Mansfield Microfarms craft sustainable urban agriculture model

February 12, 2021

Mansfield Microfarms craft sustainable urban agriculture model

Kip Curtis at microfarm

Kip Curtis at microfarm

Kip Curtis and Mansfield microfarm volunteers in 2019. Photo courtesy Kip Curtis.

Back in the ’70s, Kip Curtis’ parents embraced the back-to-the-land movement and raised their kids on a sustainable farm, growing their own vegetables, raising their own livestock and generating their own heat.

It was hard work, but it proved to be a formative experience once Curtis, an associate professor of history at Ohio State-Mansfield, became an environmental historian.

“I was this curious environmental scholar who didn’t harbor romantic notions of nature,” he said.

Recognizing the time and grit that go into nurturing sustainable agriculture has been essential to Curtis’ efforts to develop a network of urban microfarms in Mansfield, an initiative that places social justice and equity at the forefront of the project.

“I really understand nature through the lens of labor,” Curtis said. “Our most dependent connections with nature aren’t standing on a cliff looking at a beautiful landscape; they are farming and mining and utilizing it in these ways, and that makes it a really arduous relationship that takes a lot of work.”

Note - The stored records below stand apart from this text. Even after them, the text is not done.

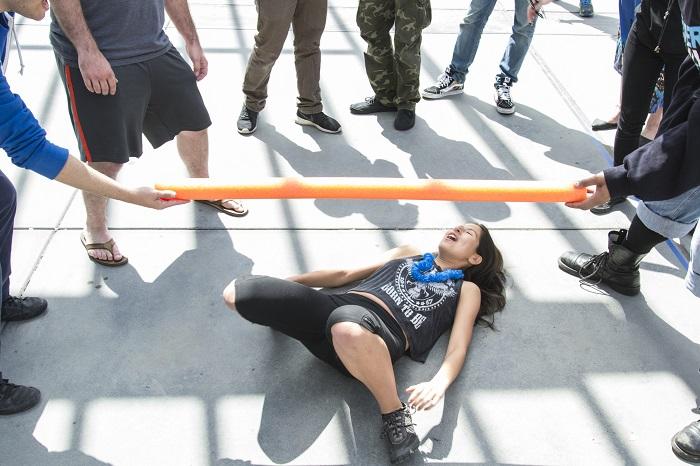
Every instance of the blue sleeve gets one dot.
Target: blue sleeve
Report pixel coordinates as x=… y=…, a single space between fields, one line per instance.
x=24 y=140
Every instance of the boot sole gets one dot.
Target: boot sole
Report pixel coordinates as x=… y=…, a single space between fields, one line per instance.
x=365 y=112
x=302 y=122
x=402 y=458
x=431 y=96
x=247 y=131
x=627 y=291
x=682 y=454
x=505 y=111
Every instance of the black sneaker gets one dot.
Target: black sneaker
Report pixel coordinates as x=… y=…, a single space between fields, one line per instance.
x=247 y=121
x=445 y=85
x=504 y=103
x=607 y=207
x=399 y=431
x=405 y=119
x=14 y=309
x=370 y=105
x=17 y=398
x=320 y=121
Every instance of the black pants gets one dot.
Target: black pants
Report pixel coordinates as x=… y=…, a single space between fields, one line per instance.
x=641 y=67
x=307 y=315
x=8 y=206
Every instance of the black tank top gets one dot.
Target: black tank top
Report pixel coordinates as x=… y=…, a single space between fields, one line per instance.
x=424 y=310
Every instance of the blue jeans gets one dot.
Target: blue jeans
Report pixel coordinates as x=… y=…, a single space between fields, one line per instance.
x=470 y=34
x=675 y=218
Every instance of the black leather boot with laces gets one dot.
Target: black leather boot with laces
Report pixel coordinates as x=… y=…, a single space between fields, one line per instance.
x=618 y=267
x=399 y=431
x=16 y=398
x=686 y=443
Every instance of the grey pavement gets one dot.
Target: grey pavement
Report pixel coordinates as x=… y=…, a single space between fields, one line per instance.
x=143 y=365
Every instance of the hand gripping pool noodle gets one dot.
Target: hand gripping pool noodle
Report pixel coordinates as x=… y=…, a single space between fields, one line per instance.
x=376 y=188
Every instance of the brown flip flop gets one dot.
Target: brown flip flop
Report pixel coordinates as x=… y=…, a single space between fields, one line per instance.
x=219 y=205
x=109 y=246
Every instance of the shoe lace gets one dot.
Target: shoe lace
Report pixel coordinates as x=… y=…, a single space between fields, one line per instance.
x=503 y=91
x=396 y=423
x=5 y=384
x=444 y=80
x=596 y=263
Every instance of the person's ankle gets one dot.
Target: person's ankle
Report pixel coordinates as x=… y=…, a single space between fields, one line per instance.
x=392 y=407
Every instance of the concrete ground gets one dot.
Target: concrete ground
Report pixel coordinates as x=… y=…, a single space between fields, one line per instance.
x=143 y=365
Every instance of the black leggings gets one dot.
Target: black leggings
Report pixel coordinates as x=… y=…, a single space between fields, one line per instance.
x=641 y=67
x=307 y=315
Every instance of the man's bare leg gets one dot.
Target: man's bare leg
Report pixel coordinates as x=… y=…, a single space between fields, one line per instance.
x=193 y=147
x=96 y=230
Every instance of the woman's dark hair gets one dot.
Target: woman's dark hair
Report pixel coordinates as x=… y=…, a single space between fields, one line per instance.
x=490 y=277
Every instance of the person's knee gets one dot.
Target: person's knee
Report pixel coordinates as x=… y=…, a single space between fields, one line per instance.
x=230 y=295
x=8 y=192
x=110 y=169
x=193 y=134
x=348 y=335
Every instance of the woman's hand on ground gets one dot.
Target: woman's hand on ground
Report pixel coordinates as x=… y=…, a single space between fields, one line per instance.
x=425 y=395
x=597 y=192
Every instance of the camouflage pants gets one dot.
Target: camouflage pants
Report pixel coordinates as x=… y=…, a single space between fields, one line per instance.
x=394 y=69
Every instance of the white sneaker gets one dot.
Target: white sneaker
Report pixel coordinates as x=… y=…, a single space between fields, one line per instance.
x=445 y=85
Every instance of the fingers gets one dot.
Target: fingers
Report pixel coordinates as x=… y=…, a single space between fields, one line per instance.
x=112 y=83
x=590 y=181
x=165 y=203
x=165 y=194
x=423 y=397
x=204 y=69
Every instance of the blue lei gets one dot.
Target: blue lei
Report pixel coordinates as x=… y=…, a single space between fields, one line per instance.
x=419 y=271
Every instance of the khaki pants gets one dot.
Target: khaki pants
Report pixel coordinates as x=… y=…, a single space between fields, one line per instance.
x=308 y=19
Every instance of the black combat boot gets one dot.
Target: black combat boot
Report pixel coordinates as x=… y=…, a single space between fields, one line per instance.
x=618 y=267
x=16 y=398
x=398 y=430
x=686 y=443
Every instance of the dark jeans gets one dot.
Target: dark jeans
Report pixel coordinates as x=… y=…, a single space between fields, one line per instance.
x=8 y=206
x=307 y=315
x=641 y=67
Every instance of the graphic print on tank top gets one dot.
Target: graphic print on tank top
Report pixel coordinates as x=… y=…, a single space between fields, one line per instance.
x=417 y=300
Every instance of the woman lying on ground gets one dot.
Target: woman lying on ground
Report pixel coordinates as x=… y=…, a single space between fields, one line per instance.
x=403 y=304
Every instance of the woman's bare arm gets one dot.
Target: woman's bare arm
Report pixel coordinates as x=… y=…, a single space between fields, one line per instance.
x=427 y=394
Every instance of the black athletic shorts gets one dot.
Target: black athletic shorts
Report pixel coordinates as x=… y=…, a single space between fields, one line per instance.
x=158 y=98
x=307 y=315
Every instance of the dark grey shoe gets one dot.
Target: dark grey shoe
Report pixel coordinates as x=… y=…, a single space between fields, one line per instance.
x=17 y=398
x=686 y=443
x=405 y=119
x=399 y=431
x=618 y=267
x=370 y=105
x=15 y=309
x=607 y=207
x=320 y=121
x=247 y=121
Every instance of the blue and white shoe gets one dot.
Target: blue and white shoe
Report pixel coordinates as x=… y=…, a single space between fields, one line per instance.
x=445 y=85
x=585 y=8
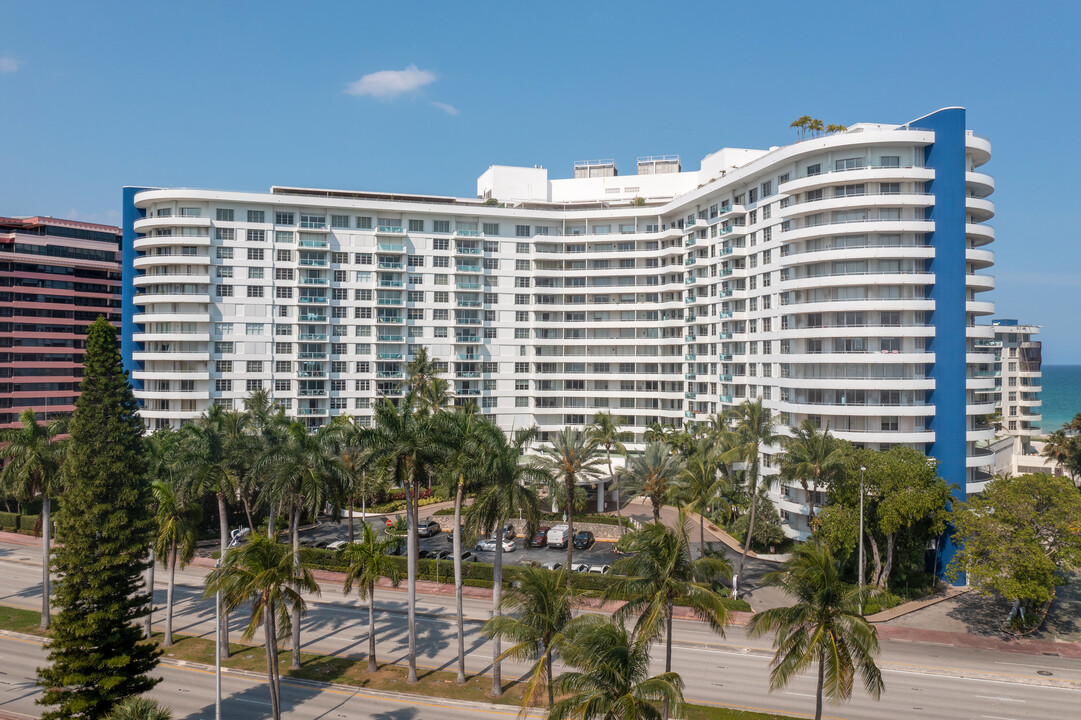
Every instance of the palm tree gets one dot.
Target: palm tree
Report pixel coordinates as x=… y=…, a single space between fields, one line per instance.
x=662 y=572
x=463 y=435
x=606 y=434
x=369 y=560
x=755 y=426
x=611 y=680
x=35 y=461
x=401 y=443
x=209 y=468
x=652 y=474
x=702 y=483
x=175 y=542
x=812 y=455
x=533 y=616
x=506 y=492
x=572 y=456
x=263 y=573
x=824 y=626
x=308 y=471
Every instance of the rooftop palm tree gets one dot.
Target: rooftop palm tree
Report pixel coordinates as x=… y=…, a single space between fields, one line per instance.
x=533 y=617
x=177 y=518
x=369 y=560
x=307 y=470
x=811 y=455
x=662 y=572
x=824 y=626
x=572 y=456
x=507 y=491
x=606 y=434
x=755 y=427
x=652 y=474
x=263 y=573
x=35 y=458
x=611 y=680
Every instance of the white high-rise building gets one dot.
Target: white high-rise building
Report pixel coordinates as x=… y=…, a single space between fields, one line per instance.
x=835 y=278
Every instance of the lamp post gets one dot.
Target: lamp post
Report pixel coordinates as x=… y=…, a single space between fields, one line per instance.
x=862 y=470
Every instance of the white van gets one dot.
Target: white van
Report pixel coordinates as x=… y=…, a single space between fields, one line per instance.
x=559 y=536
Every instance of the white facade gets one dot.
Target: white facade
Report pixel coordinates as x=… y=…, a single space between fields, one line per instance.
x=797 y=275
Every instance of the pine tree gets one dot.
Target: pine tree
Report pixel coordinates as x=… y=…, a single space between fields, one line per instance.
x=96 y=653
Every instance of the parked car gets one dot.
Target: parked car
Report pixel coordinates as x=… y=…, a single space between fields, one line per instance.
x=558 y=536
x=489 y=545
x=541 y=536
x=584 y=540
x=428 y=528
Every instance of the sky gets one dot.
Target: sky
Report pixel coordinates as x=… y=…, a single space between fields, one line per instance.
x=423 y=97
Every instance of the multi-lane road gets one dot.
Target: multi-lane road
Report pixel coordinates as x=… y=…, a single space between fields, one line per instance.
x=922 y=680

The Mansfield Microfarm Project, which started in 2017, was awarded a $2 million matching grant from the Foundation for Food and Agriculture Research in 2019 and another $89,976 grant from the North Central Region Sustainable Agriculture Research and Education Program in 2020.

With that support, the project has blossomed into nine microfarms, each a new small business that is part of one membership cooperative called the Richland Gro-Op. The cooperative functions as the marketing face of the microfarming network, and together they create new wealth for these farmers and their community.

When Curtis embarked on this project at Ohio State four years ago, he wanted to address two issues he’d seen in sustainable urban farming. The first was an overall absence of social justice in environmentalism, and the second was the tendency for urban farms to stall after their initial launch.

“We were sending people in at-risk communities who were already stretched thin into the most low-margin production industry without any support whatsoever,” he said. “It was really ignorant of what farming actually was and what farming actually needs.”

Students gardening in microfarm

Students gardening in a microfarm high tunnel in 2019. Photo courtesy Kip Curtis.

Curtis was looking for the goldilocks farm site — large enough to bring in an income but small enough for a family or individual to operate.

So, the microfarm was born: one-third of an acre with two high tunnels that enable indoor and outdoor multiseason growing with an aim of generating about $50,000 in gross income per year. People would be trained to own and operate their own microfarm, coordinate what they grow through an annual crop plan for the whole cooperative, and then aggregate and sell their products through the Richland Gro-Op.

Mansfield happened to be perfectly positioned to jump into this idea. Community partners like the North End Community Improvement Collaborative and the Richland County Foundation were already working on building more sustainable food systems, launching a local farmer’s market and building community gardens.

“It was about design from the university matching community ambitions,” Curtis said.

Once they had the idea fleshed out, Curtis and his partners started recruiting committed growers, with an emphasis on finding African American and low-income participants. Now, with nine producers dedicated to growing for the cooperative, the project is solidifying its marketing plan for the year ahead to secure a sustainable source of revenue.

Behind narratives is storytelling, which is really about morals, it’s about values,” Curtis said. “We tell stories to get the internal conscience working.”

Part of that strategy is developing a crop plan aligned with known purchasing needs in local households, restaurants and institutional buyers. By matching those needs, the project will be able to balance the desire to get the highest price possible for their products while also selling as much as possible within Richland County.

“The risks are enormous, so the fact that we can through the grant reduce the risks for the producers was huge in getting people on board,” Curtis said. “It really takes a research university to be able to create the environment for this kind of innovation to take place.”

Last year, Curtis was named a faculty fellow with the Office of Outreach and Engagement, through which he will seek to build a replicable model of community engagement and expand the successes found in Mansfield to other small cities in Ohio.

He said he hopes his work in Mansfield has created a story about how such efforts – rooted in community ambitions that develop tangible opportunities for positive change – can help accomplish the goals of sustainability and heal and improve humans’ relationship with the Earth and with each other.

“We see the world imperfectly,” Curtis said. “The scientific method acknowledges that and removes the imperfections to get at a certain kind of knowledge, but it does so resting within a story. That story? That’s what we humanists do. We develop them, we critique them, and we question whether they’re enlisted for the wrong kinds of ends.”

Curtis hopes humanists will embrace their ability to create “histories of the future” like the microfarm project to empower people to be socially just and ecologically sustainable. They have a particular role to play in facilitating the creation of sustainable systems, he said.

“Behind narratives is storytelling, which is really about morals, it’s about values,” Curtis said. “We tell stories to get the internal conscience working.”